I am a relatively inexperienced user of R studio. I have performed a PCA using the princomp() function. From the loadings I can tell that the actual values of all the variables I used in the analysis are inversely related to Principal Component 1 scores (all scores are negative). This means when I then use PC1 scores to generate e.g. a boxplot, the higher PC1 scores indicate lower actual values of my variables, which is quite unintuitive for a reader. Is there any way I can reverse the 'direction' of the scores for PC1 to make it more intuitive?

Thank you in advance. Any advice much appreciated!


#2

One of the raps on PCA is the difficulty of intuitively understanding multiple dimensional projections onto the Cartesian plane. Our little heads can barely handle 3-D at rest or in motion (4-D).

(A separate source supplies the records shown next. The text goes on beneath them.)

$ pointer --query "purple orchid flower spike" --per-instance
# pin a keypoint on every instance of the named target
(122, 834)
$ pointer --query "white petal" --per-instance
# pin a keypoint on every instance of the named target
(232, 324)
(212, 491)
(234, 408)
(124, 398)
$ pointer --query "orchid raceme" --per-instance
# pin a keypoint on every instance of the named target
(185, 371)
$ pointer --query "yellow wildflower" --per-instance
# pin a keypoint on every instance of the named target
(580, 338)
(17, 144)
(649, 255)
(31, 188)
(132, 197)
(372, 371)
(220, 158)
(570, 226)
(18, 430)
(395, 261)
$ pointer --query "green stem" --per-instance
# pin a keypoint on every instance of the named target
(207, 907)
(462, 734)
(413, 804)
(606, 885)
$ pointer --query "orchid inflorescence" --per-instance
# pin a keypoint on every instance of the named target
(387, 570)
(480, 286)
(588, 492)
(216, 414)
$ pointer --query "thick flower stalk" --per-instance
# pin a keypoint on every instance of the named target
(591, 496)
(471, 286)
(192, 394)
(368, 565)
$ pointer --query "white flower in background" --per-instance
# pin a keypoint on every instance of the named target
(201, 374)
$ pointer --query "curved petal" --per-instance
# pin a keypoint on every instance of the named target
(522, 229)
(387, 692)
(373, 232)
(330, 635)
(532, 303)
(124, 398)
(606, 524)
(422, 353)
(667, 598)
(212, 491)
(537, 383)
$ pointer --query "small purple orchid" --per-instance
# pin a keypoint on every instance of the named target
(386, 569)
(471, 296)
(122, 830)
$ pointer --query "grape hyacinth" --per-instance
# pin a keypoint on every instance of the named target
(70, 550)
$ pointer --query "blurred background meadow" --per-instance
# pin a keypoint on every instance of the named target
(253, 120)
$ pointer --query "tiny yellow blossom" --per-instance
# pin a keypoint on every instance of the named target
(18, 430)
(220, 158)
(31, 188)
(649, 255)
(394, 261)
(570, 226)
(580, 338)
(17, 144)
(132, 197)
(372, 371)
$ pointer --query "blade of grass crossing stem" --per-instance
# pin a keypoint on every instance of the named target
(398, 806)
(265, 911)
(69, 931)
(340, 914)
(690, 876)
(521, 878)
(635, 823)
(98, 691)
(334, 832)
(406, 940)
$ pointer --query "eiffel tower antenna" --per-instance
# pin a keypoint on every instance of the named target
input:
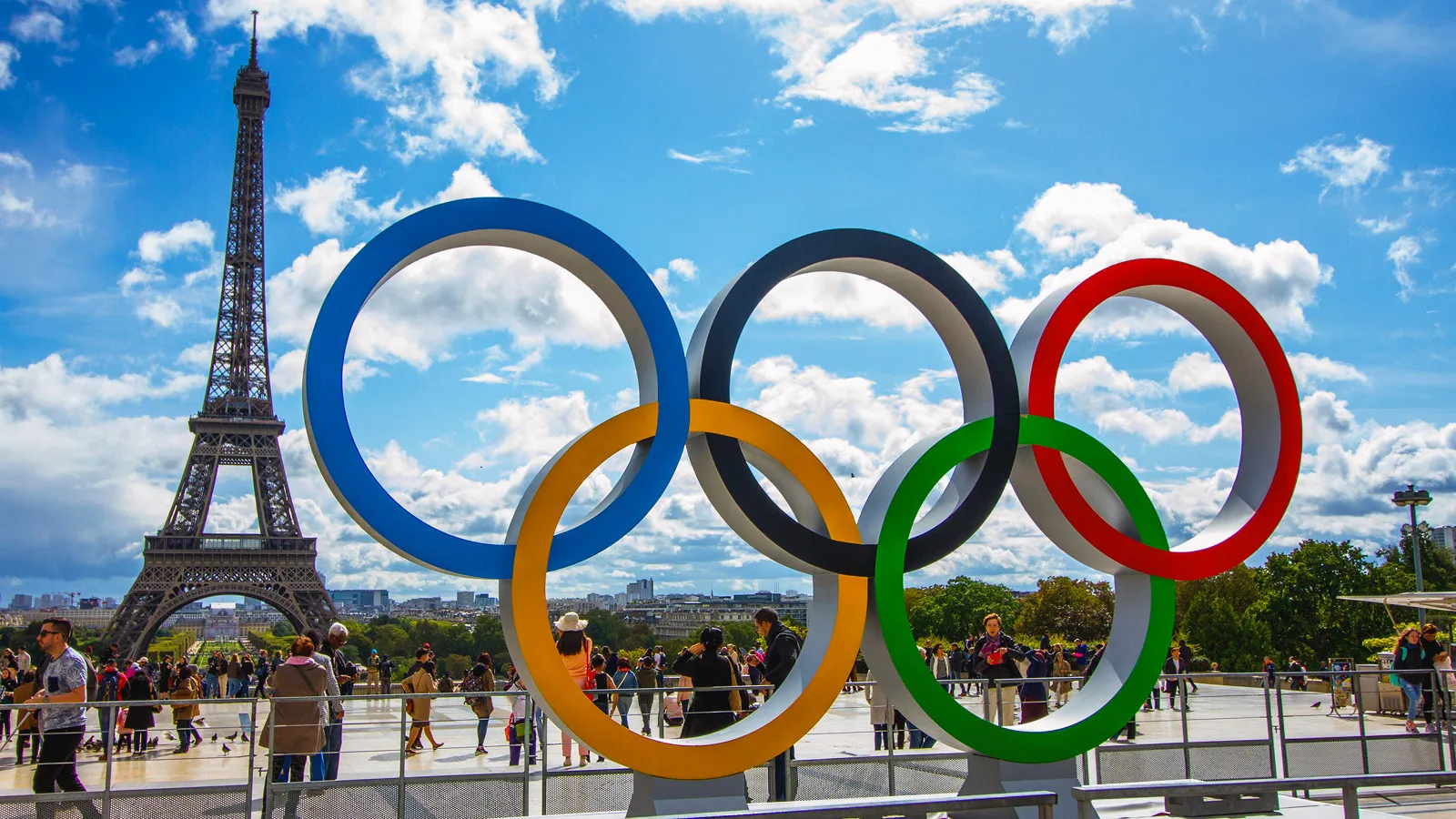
(237, 428)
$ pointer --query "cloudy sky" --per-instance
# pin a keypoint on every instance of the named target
(1299, 149)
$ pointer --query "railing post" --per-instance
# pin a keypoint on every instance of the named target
(1365, 743)
(890, 745)
(252, 745)
(1269, 723)
(111, 753)
(1283, 732)
(268, 783)
(404, 748)
(526, 753)
(1183, 691)
(1350, 800)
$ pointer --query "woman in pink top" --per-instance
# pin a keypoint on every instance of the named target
(575, 652)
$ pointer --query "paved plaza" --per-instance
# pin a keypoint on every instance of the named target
(371, 745)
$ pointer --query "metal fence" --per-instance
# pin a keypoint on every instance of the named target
(1251, 731)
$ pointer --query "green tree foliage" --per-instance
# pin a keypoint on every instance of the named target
(1300, 598)
(1067, 606)
(1238, 586)
(1237, 639)
(956, 611)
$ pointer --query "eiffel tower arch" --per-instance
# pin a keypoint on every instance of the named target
(237, 428)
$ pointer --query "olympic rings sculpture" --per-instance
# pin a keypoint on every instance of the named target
(1077, 493)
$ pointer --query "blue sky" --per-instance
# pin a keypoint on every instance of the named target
(1300, 150)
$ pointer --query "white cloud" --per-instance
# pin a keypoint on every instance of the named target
(157, 247)
(679, 268)
(131, 56)
(1346, 167)
(1161, 426)
(175, 29)
(38, 26)
(16, 162)
(989, 273)
(437, 63)
(1404, 252)
(1103, 225)
(22, 212)
(1383, 225)
(874, 75)
(162, 310)
(51, 387)
(1310, 370)
(874, 56)
(331, 201)
(841, 296)
(7, 56)
(1198, 370)
(724, 159)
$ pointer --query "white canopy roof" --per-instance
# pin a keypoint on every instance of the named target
(1434, 601)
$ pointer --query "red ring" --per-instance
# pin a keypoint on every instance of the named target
(1041, 388)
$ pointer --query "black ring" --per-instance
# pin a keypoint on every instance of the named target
(713, 370)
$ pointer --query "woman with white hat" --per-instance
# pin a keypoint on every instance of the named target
(575, 652)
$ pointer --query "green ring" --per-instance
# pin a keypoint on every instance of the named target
(1026, 743)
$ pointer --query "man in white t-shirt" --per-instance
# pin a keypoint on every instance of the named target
(63, 723)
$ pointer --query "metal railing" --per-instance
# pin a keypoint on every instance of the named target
(1190, 746)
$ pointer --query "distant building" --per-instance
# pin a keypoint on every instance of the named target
(222, 624)
(361, 601)
(640, 591)
(1443, 537)
(422, 603)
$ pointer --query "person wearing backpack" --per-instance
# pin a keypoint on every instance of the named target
(480, 678)
(781, 652)
(575, 653)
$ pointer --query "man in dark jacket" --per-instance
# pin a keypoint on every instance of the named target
(781, 651)
(781, 646)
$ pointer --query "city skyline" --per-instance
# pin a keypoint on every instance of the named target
(1024, 162)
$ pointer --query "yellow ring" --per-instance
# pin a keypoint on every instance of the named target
(788, 714)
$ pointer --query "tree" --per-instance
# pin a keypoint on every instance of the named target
(1072, 608)
(956, 611)
(491, 637)
(1238, 639)
(1238, 586)
(1305, 615)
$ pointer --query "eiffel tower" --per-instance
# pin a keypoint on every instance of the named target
(237, 428)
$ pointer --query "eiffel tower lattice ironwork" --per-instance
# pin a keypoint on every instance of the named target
(238, 426)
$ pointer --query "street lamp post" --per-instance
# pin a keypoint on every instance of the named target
(1412, 499)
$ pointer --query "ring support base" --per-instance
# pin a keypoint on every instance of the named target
(996, 775)
(654, 796)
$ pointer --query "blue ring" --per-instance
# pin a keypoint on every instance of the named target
(341, 460)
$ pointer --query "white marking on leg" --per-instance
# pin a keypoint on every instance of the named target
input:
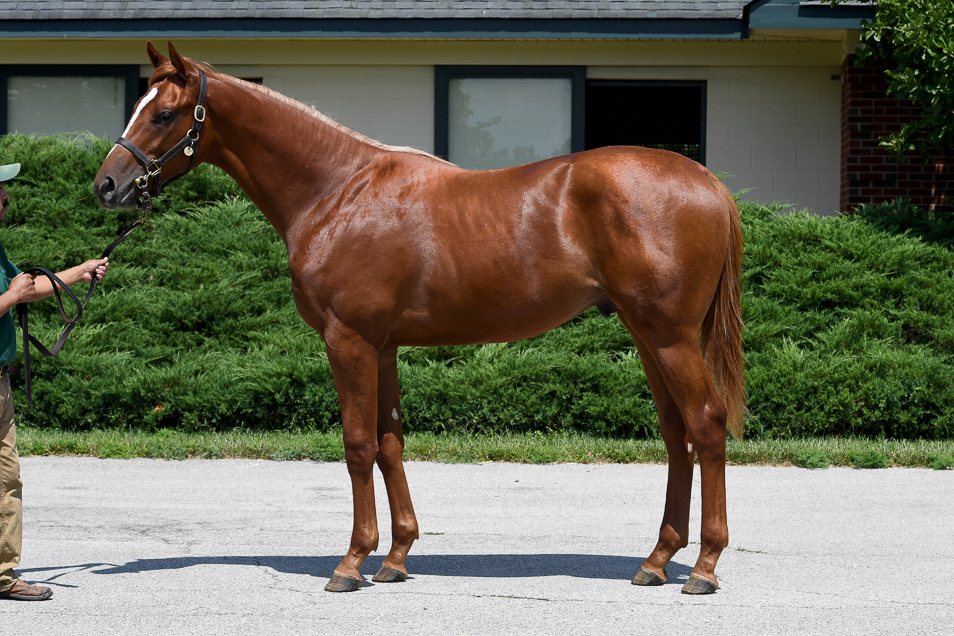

From the princomp documentation

# The variances of the variables in the
## USArrests data vary by orders of magnitude, so scaling is appropriate
princomp(USArrests, cor = TRUE) # =^= prcomp(USArrests, scale=TRUE)
summary(pc.cr <- princomp(USArrests, cor = TRUE))
loadings(pc.cr)  # note that blank entries are small but not zero
## The signs of the columns of the loadings are arbitrary
plot(pc.cr) # shows a screeplot.
biplot(pc.cr)

Shows the two standard representations. The first is of help really only to the analyst; the second may help non-technical audiences get a sense of the relative contribution of PCs.

In any non-trivial dataset, we're dealing with variances and so it will usually be the case were decomposition will result in negative values.


#3

Also note that the set of components are unique up to sign if the data are centered (which they should be). In other words, you can get the same scores solution using a rotation matrix of

[-1.0,  0.5,  0.3,
  2.1, -0.1,  1.1,
 -3.5,  9.1,  0.1]

as you would with

[ 1.0, -0.5, -0.3,
 -2.1,  0.1, -1.1,
  3.5, -9.1, -0.1]

This means that you can't really rely on the sign of a single component's loadings to make comments about direction. You can still draw conclusions from magnitude and similarity. For example, if two predictors have almost identical values in a loading vector, they are likely to have a high correlation.